By Heather Rockwood, Communications Manager
In part 2 of Journey to the South Pole, Jeremiah N. Reynolds (1799–1858), petitioned the US Congress to fund an expedition to the South Pole to prove a theory that there was an opening there that led to an inhabitable hollow inside the earth. He was successful in his petitions, until John Quincy Adams (JQA, 1767–1848) lost the 1829 election, and President Andrew Jackson removed the funding. The voyage still took place, with Reynolds on board the ship. His expedition reached Antarctica, but turned back, mutinied in Chile, and abandoned Reynolds there. He remained in Chile for two years until picked up by the US frigate Potomac and eventually brought home. Most would assume his adventure with the South Pole ended there, but as it turned out, Reynolds was not ready to give up!

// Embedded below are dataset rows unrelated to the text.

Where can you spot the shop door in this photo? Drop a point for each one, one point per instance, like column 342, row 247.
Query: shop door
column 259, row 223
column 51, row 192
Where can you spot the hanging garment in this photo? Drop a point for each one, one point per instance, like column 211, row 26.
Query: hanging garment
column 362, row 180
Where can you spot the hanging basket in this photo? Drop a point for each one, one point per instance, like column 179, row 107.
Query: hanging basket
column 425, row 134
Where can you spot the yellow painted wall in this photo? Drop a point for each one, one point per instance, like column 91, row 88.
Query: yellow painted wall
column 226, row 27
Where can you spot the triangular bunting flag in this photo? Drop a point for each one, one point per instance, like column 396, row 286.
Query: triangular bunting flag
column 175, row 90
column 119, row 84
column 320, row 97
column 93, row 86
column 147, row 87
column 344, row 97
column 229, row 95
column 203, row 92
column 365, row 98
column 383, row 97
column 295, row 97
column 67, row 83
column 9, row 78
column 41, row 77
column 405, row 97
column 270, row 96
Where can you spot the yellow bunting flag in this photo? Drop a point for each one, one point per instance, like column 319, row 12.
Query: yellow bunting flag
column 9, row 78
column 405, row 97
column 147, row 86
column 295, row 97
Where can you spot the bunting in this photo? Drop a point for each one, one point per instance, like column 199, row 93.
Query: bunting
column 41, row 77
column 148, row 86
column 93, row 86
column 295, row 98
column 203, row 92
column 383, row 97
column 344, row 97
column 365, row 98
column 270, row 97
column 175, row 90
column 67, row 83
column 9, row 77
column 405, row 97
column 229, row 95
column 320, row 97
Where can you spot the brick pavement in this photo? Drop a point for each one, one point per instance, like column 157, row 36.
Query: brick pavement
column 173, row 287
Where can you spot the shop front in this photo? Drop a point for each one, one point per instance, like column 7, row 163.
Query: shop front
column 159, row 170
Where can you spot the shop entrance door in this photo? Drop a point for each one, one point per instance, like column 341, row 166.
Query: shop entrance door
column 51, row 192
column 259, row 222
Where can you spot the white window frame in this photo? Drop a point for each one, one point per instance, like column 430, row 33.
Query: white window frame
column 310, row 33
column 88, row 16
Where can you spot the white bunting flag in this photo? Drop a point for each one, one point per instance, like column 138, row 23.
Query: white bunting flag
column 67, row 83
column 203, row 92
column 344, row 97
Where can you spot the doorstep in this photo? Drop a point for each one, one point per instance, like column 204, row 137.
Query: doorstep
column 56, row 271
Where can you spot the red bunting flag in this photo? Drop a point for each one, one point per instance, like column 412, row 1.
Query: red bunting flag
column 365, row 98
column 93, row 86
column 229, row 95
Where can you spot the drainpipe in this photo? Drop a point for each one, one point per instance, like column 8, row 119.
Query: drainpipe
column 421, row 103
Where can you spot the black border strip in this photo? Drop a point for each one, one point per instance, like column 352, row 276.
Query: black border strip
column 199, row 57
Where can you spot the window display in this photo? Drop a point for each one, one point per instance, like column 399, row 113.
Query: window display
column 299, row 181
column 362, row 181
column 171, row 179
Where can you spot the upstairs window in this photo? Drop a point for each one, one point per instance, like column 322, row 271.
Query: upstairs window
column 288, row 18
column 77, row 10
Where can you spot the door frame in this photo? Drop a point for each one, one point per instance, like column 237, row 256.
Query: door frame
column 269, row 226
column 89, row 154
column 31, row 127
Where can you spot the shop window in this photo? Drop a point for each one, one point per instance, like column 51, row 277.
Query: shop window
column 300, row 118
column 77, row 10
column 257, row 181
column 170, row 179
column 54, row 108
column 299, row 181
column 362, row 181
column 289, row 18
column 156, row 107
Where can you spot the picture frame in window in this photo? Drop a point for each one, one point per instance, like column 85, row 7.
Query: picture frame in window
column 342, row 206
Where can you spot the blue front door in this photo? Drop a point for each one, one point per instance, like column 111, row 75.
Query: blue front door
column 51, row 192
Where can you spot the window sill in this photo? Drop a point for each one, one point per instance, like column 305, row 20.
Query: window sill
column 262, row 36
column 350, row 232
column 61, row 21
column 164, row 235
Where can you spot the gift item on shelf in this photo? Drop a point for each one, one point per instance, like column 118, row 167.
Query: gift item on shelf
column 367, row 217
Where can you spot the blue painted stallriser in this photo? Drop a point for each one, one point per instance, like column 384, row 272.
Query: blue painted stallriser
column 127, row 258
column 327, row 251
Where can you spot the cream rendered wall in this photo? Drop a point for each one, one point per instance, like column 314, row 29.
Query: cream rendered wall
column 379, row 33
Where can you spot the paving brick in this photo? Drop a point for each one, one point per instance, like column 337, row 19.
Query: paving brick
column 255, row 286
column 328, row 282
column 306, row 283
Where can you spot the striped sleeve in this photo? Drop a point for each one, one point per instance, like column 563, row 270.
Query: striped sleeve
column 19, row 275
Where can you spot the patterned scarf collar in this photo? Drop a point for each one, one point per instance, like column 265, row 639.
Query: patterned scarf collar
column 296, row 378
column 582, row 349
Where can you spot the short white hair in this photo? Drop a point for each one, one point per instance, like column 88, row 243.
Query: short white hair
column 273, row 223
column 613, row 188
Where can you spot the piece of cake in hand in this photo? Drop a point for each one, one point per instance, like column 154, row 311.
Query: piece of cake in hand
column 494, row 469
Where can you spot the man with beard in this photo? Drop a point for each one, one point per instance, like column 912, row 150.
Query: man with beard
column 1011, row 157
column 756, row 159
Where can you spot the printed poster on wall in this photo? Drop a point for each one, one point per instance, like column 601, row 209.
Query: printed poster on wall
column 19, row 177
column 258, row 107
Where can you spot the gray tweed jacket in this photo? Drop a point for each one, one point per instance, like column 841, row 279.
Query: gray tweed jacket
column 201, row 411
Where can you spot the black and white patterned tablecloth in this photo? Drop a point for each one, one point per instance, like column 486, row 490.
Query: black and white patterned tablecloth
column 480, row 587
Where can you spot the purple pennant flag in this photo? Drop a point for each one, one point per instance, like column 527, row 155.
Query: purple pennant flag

When Reynolds returned to New York, he studied to become a lawyer and wrote a book about his years traveling the seas on the Potomac, Voyage of the United States frigate Potomac, under the command of Commodore John Downes, during the circumnavigation of the globe, in the years 1831, 1832, 1833, and 1834, and a tale about an elusive white whale hunted off the coast of Chile that Herman Melville (1819–1891) cited as one of the inspirations for his novel Moby Dick, Mocha Dick: Or The White Whale of the Pacific: A Leaf from a Manuscript Journal, published in 1839 in The Knickerbocker.
By 1836, Reynolds was back in Washington lecturing and petitioning Congress for another venture to the South Pole. On 2 April 1836, JQA, now a Massachusetts representative in Congress, attended a lecture and wrote about it: “In the Evening I went to the Capitol, and heard a Lecture two hours and a half long from Mr Reynolds in support of his old project of a scientific naval expedition to the South Pole and pacific Ocean.” On 10 May 1836, JQA wrote about a few resolutions in the House of Representatives, one of which approves the new South Pole expedition: “The Committee rose, and in the House an amendment by the Senate to the exploring expedition section of the Navy Appropriation Bill was sharply debated, by Graves of Kentucky—and me— The amendment was finally agreed to by yeas and nays 80 to 65—I met Reynolds and told him the result—He said he could now die content.” After this last, it seems JQA and Reynolds no longer met, or at least, JQA never mentioned him again in his diaries.
Ironically, Reynolds was excluded from the expedition, known as the US Exploring Expedition, or sometimes, the Wilkes Expedition, which left in 1838 and returned in 1842. In his fervor to create the expedition, he made himself unwelcome. He felt deeply insulted and mostly retreated from public life after that, although he continued to write and publish articles such as Mocha Dick. His influence in popular culture is another interesting corner of history to research. Information on the internet reveals a connection between Reynolds and Edgar Allan Poe (EAP, 1809–1849). It’s especially fascinating because EAP called out “Reynolds!” several times on his deathbed. There’s much speculation on the internet as to which Reynolds EAP meant. Reynolds fell ill and died while traveling in Canada in 1858.
On 10 December 1836, JQA noted in his diary: “Mr Pickering came again this morning; but I had not found Ira Hill’s Theory of the Earth—Mr Pickering thinks he has made very wonderful discoveries in Geography, and among the rest that the Poles of the Earth have changed their position, from East and West to North and South – He said that Ira Hill had made the same discoveries.” I couldn’t find much information on Ira Hill, the author of An Abstract of a New Theory of the Formation of the Earth, but likely this is the book to which JQA is referring. I was able to find more information on Charles Pickering (1805–1875). He was a naturalist, curator, author, and physician, as well as one of the scientists on Wilkes’ expedition toward the South Pole in 1838–1842. Charles Wilkes (1798–1877), the leader of the expedition, used Pickering’s journal as an influence for his Narrative of the United States Exploring Expedition, which he published in 1845. From 1842–1843, Pickering was the curator of the collection brought back to the United States from the Wilkes expedition which became a part of the Smithsonian Institution’s collection. Although Pickering did not publish his theory of Pole changes, current scientific research, at least from 2020, shows that the last pole shift happened millions of years ago, which makes me wonder if Pickering was having the same findings, but could not prove it at the time.
Thank you for joining me on this expedition to the South Pole through the diaries of John Quincy Adams and Charles Francis Adams. Although our travels end here, I hope you will take time to read a few of the (free online) books linked throughout these three blog posts, and that you are inspired to look through the online Adams Family Papers for more interesting stories like these.